Probably one of the best experiences I had while on the trip was the platoon walk. This we did on the second day and it was great craic. It began by a visit to an old manor house which had been converted into a museum based on World War I. Part of this museum contained a replica of a bunker used during the war, which we all explored in great detail. The platoon walk began shortly after the platoon walk finished. Firstly, we dressed up like the ANZAC soldiers of World War I, carrying guns, wearing helmets, a back-pack and supplies. Two of us were medics and therefore didn’t carry any guns but a stretcher instead. We began by eating the food eaten by the ANZAC soldiers before going into battle: a half-cup of water and a bowl of corn-beef mixed in with vegetables (it tasted a bit like vegetable soup). After this we began our march. We followed the route taken by the ANZAC soldiers in 1917 on their way to the Battle of Passchendale. Along the way we practised formation, throwing grenades and carrying people on the stretcher. The march ended when we reached the battle-site. It was hard to believe that we were standing on a site where a battle was fought in 1917. Beside the battle-site was the largest Commonwealth War Grave, all we could see before was row after row of graves. There were 12,000 to be precise. It was hard to believe that there was actually a body under each grave. As well as this, there was a commemoration wall that had 55,000 names of soldiers who had died during the war but their bodies have not yet been found. The next day we returned here to place a stone, from County Monaghan, beside the grave of a soldier, from County Monaghan, who died in World War I, in accordance with a Jewish custom.
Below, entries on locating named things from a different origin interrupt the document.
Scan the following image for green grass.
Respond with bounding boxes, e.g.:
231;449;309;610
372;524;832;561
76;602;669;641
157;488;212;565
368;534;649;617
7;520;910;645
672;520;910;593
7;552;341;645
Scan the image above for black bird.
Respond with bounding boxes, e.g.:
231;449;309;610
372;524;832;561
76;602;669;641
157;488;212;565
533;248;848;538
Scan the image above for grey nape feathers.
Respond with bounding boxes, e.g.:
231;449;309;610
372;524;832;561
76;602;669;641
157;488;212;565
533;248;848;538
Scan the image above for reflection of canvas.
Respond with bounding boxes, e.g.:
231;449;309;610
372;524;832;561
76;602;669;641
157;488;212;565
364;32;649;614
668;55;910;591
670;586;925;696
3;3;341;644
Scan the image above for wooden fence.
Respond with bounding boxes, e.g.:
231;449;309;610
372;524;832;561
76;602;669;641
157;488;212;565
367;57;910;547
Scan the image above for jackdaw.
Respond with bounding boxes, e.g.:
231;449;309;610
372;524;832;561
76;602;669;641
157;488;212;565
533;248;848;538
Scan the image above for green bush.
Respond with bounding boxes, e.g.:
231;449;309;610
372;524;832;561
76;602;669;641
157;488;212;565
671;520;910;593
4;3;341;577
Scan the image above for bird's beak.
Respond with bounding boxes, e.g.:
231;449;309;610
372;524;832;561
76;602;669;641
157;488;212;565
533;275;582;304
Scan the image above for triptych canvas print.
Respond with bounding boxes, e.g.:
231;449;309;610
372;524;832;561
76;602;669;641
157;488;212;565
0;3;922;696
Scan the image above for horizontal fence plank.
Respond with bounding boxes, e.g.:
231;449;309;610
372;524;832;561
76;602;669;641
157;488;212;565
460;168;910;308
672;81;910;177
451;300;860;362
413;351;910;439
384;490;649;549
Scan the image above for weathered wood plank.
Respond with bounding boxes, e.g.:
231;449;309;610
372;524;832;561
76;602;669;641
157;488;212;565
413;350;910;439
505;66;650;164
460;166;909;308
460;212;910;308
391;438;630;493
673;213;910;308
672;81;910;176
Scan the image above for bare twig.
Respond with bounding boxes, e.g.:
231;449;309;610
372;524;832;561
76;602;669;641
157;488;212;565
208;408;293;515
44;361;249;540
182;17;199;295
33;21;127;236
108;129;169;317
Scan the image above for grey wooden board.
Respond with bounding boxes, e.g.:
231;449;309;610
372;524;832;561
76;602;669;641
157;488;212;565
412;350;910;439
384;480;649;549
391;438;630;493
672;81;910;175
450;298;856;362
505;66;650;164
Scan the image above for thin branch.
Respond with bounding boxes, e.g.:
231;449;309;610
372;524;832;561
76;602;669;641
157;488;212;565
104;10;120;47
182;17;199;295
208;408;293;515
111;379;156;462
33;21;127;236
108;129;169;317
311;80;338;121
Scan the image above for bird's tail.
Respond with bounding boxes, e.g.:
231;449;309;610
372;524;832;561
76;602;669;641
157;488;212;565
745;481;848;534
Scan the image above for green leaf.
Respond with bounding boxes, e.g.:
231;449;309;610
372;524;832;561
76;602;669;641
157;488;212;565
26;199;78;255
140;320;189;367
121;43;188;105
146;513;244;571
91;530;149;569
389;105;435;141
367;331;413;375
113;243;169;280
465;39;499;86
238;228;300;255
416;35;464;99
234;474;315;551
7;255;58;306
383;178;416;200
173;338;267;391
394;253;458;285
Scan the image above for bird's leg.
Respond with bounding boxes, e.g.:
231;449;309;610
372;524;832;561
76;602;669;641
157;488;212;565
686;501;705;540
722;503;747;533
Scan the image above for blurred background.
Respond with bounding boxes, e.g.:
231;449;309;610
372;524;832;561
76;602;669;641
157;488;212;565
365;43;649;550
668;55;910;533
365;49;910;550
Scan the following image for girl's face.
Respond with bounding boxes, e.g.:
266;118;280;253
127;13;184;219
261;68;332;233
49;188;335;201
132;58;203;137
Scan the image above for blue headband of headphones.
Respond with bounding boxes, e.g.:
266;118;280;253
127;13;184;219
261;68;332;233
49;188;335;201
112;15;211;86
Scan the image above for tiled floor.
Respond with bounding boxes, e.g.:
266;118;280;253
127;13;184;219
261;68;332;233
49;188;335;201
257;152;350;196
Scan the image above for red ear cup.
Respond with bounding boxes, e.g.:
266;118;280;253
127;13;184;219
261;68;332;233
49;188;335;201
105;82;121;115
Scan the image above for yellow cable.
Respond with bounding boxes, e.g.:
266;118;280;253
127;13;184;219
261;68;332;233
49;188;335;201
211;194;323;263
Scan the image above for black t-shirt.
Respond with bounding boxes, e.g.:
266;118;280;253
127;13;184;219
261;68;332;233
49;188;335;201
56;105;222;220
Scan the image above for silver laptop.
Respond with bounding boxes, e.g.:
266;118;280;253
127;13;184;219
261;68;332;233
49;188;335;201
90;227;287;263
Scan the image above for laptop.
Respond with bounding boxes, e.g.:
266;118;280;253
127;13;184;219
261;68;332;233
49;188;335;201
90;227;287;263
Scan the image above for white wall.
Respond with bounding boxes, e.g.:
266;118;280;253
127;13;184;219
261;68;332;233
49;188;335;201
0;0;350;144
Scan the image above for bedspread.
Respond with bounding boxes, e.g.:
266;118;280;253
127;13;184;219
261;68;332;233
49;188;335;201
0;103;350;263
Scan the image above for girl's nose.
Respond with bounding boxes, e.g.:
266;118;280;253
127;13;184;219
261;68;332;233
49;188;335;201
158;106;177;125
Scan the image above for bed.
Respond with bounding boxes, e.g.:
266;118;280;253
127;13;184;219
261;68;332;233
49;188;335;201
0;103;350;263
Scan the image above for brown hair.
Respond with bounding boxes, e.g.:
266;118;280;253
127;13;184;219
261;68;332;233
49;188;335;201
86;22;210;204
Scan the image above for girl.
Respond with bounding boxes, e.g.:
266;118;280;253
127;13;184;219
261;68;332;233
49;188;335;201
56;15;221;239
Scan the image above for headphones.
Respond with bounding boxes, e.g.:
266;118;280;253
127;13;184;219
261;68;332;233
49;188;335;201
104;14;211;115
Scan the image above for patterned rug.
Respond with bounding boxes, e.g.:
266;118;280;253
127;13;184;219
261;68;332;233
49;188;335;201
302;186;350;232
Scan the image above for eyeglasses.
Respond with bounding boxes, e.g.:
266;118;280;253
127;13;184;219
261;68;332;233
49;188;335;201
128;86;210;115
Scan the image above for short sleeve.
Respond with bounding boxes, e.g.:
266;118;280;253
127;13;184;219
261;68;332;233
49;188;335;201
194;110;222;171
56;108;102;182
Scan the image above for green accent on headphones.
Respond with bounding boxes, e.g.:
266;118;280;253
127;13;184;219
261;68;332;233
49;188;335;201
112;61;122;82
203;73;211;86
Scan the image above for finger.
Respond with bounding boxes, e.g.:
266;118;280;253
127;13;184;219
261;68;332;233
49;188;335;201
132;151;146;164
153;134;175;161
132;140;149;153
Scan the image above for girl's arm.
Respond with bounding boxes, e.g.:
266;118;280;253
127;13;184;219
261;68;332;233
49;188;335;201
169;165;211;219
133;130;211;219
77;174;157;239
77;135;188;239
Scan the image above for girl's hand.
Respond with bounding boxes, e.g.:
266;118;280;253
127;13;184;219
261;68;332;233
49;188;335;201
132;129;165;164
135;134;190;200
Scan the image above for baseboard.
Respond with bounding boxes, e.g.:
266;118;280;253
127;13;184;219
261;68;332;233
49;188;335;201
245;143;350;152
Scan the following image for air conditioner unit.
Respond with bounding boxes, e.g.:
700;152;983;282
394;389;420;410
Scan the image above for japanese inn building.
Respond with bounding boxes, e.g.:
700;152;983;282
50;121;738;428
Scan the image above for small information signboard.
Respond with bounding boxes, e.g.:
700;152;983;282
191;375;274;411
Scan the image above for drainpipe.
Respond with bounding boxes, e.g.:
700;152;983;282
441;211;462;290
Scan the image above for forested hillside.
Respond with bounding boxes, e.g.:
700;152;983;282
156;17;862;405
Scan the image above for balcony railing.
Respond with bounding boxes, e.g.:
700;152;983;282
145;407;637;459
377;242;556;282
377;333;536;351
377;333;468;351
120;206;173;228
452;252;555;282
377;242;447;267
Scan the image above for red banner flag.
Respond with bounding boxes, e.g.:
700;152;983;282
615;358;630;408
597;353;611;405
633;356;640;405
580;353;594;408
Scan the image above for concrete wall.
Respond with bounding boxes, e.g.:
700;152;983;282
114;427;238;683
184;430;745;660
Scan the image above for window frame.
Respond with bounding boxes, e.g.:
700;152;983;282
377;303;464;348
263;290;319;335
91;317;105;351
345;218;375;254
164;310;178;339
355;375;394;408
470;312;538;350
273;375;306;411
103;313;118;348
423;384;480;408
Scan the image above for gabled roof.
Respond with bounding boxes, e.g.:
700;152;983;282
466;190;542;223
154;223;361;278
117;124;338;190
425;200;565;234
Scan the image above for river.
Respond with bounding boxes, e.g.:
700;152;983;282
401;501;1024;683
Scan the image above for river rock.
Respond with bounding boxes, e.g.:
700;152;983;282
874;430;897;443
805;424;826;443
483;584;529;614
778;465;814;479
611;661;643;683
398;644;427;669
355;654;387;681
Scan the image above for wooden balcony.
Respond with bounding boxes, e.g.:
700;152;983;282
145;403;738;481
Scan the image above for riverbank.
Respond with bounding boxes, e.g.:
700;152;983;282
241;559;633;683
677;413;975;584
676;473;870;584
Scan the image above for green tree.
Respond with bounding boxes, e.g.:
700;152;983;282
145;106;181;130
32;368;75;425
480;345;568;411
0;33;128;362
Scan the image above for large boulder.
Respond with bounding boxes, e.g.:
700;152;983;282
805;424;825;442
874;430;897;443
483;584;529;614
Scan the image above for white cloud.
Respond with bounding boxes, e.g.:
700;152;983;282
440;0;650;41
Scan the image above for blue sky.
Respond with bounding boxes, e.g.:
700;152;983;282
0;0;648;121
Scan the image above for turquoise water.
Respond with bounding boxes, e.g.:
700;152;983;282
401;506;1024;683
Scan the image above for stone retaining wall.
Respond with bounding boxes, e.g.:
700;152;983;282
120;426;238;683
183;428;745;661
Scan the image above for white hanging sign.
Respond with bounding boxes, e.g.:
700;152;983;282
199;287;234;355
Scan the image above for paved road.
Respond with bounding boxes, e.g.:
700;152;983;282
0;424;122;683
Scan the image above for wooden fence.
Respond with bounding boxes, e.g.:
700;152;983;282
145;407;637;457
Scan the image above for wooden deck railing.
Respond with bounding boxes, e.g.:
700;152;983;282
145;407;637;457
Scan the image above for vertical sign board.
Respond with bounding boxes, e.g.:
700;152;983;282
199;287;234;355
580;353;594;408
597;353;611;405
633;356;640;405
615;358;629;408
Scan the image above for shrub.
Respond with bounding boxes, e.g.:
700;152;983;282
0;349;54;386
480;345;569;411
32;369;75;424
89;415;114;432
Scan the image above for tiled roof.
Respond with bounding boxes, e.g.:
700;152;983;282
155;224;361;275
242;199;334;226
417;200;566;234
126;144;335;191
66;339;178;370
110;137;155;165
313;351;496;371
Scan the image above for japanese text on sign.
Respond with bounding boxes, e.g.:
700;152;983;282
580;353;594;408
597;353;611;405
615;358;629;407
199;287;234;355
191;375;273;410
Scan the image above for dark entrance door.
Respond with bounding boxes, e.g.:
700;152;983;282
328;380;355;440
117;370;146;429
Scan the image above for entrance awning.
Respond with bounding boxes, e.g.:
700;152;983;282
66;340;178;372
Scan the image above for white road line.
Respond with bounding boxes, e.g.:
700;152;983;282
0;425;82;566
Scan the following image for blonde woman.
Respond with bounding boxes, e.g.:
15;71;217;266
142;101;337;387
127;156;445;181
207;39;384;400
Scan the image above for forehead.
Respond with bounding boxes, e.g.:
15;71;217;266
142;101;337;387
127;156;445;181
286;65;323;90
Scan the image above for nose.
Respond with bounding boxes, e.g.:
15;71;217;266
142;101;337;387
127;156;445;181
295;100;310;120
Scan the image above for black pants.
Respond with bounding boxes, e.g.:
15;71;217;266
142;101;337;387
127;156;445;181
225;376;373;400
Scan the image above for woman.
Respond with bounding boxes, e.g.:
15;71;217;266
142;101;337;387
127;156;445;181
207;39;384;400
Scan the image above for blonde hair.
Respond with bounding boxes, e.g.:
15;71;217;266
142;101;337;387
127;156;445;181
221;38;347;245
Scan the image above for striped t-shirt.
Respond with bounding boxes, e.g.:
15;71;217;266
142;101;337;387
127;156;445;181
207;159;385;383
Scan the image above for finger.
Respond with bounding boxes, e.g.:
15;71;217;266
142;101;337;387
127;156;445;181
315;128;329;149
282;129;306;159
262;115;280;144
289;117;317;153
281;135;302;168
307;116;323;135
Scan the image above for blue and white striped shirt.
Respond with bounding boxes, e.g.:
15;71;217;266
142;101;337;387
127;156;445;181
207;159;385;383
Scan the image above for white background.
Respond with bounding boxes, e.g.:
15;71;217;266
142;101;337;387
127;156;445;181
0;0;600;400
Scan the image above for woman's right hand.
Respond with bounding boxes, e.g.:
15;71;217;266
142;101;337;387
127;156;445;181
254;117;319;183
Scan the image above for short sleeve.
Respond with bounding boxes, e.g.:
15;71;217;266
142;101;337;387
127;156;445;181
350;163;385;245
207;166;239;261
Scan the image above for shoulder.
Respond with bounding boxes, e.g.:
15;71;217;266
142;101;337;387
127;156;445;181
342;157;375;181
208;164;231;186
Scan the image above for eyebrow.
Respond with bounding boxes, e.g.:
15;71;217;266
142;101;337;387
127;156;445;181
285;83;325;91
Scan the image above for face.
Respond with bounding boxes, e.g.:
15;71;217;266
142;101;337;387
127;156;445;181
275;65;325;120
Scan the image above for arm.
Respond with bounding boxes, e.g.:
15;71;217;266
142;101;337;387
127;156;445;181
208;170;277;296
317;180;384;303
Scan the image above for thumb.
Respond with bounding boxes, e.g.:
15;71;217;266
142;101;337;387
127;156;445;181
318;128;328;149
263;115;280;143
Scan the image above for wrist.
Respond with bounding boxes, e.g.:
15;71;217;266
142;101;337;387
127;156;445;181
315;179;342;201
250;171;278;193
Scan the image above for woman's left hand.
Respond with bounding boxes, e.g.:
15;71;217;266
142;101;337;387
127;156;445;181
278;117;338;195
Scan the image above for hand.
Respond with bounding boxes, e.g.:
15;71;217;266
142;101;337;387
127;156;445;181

On Thursday we took a tour of the historic World War I sites of Belgium. During this tour we encountered many graveyards. Most of us were shocked at the sheer number of graveyards, as well as the number of graves in each graveyard. We visited an old trench and walked around it. Anyone that was tall had to duck so that their head didn’t stick out over the trench! Along the tour we visited numerous memorials that were built to commemorate all the dead soldiers of the war, included in this was a round tower that was built to commemorate all the Irishmen that had died during the war.
On the last day, we visited a museum that had been built around a monument that had been built to commemorate all the Flemish speaking Belgians that died during the war. This museum depicted what life was like for the Belgians during World War I.
The trip ended with a well-deserved trip to the historic city of Bruge after a long and enjoyable, yet tiring trip to Belgium. Of course this trip wouldn’t have been possible if it hadn’t been for the Peace III fund which funded the entire history trip. The whole aim of Peace III is to get people from both sides of the community to work together. This definitely happened during the project and I’m almost certain that some of us have made friends for life.